What we see in our dreams is never in our control. But deciphering the meaning behind a dream is a constant quest among individuals. Dream sequences are also a crucial part of movie culture, where the protagonist sees a dream that becomes a turning point in a film. While fictional stories can alter dreams as per the requirement of the screen, some filmmakers adhere to the accuracy of dreams giving the scene a touch of relatability with what we experience in our night-to-night dreams. Dream expert and neuroscientist Rahul Jandial examined a few famous cinematic dream sequels and rated them according to their accuracy. The expert talked about the dream sequence from Wes Anderson’s film Rushmore,  Federico Fellini’s 8 ½, and Tim Burton’s  2010 version of Alice in Wonderland with Penguin Books UK

The Cinematic Dream sequels were reviewed by the dream expert

Some cinematic dream sequences caught the eyes of dream expert Rahul Jandial, and among them was the 2010 Disney live-action film Alice in Wonderland. The film features Mia Wasikowska as the 19-year-old version of Alice. The film also stars Johnny Depp as the infamous Mad Hatter, Anne Hathaway, Crispin Glover, Matt Lucas, Michael Sheen, Stephen Fry, Timothy Spall, and Alan Rickman in Burton’s adaptation of the Lewis Carroll story. There is a dream scene in the film which was actually a nightmare where she falls down a dark hole.

Jandial reviewed the scene, claiming that “falling is a common dream.” According to the expert’s opinion, the scene was a “pretty accurate” imagining of dreams and nightmares, giving it a 7 out of 10 score. He said, “So that’s very important. The nightmare. And the nightmare again. Nightmares are disproportionately found in children. Five times as much. Children universally develop nightmares. And some of them can be recurrent. So this already is capturing something really important. Children have more nightmares than adults, and sometimes, those nightmares can be a loop. They can happen over and over again.

Falling down a dark hole—clearly, that’s not a dream we want to have. And it’s a nightmare if it wakes you up. Otherwise, it’s just a bad dream. But falling is a common dream, and it’s happened throughout the ages.”
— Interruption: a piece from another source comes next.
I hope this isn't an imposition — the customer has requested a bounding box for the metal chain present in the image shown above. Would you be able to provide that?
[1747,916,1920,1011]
While the dream sequence in Alice in Wonderland impressed Jandial, he wasn’t very thrilled with Wes Anderson’s 1998 film Rushmore. The film follows Max Fischer (Jason Schwartzman), a 15-year-old student who has a hard time keeping up with his studies. In the film, there is a famous scene where Max is asleep during church and has a dream where he successfully solves a difficult math problem, earning the respect of his teacher and peers. Jandial examines the possibility of solving such a difficult equation while in a dream state. He says, “In the end, we’re going to find out that the student is dreaming, but when you look at dreams as a whole, not my dream or your dream, but 10,000 dreams, very few people report doing math, and there’s a brain science reason for that.

We now know that because the executive network is dampened when we dream, and part of what the executive network does is calculation, it makes sense to me when you look at how we dream. What we’re seeing is possible or impossible in a dream. So before they get deeper into it, I just want to let you know that math is highly unlikely to happen in our dreams, especially some of the most challenging math problems that are being presented here. On a score of 0 to 10, if 10 is an accurate depiction of dreaming, I’d give this a generous zero.” 

Among the films Jandial reviewed, he seemed highly impressed with Italian auteur Federico Fellini’s 1960s art film 8 ½. There is a renowned dream sequence in the film, and according to the expert, the famous scene deserves all the acclaim it’s received over the years. Jandial broke down Fellini’s sequence, praising the director for accurately depicting how nightmares work and the feelings they evoke in the dreamer, giving the movie a perfect 10-out-of-10. He said, 

“Immediately, they start off with a feeling of claustrophobia. The subtle use of sound and then the passenger in the car in front looks back with a gaze that makes it hard to discern what the intentions are. … This is a nightmare. Nightmares, when they’re described, there are moments when you feel like you’re getting away, that maybe the worst is behind you. But the nightmare has not finished with him. … He falls to his demise and then is woken up, and that’s the last part of a nightmare, is that it must wake you up . … Nightmares are defined by the fact they wake you up and singe that experience into your waking memory. On a score of 0 to 10, if 10 is an accurate depiction of dreaming, what you’re seeing here is a masterpiece. I give it a 10.”

The legendary 1960s art film is a product of the great vision of filmmaker Fellini. The film is an output of Fellini’s creative block. Yes, you read that right. The filmmaker was suffering from a severe case of creative block after a run of acclaimed films, including the classics Nights of Cabiria, La Strada, and La Dolce Vita.  In a stroke of genius, Fellini decided to make a movie all about the block he was experiencing, and the result was one of his greatest masterpieces, a film that went on to be nominated for five Oscars, winning two. The film stars Marcello Mastroianni as a fictionalized Fellini.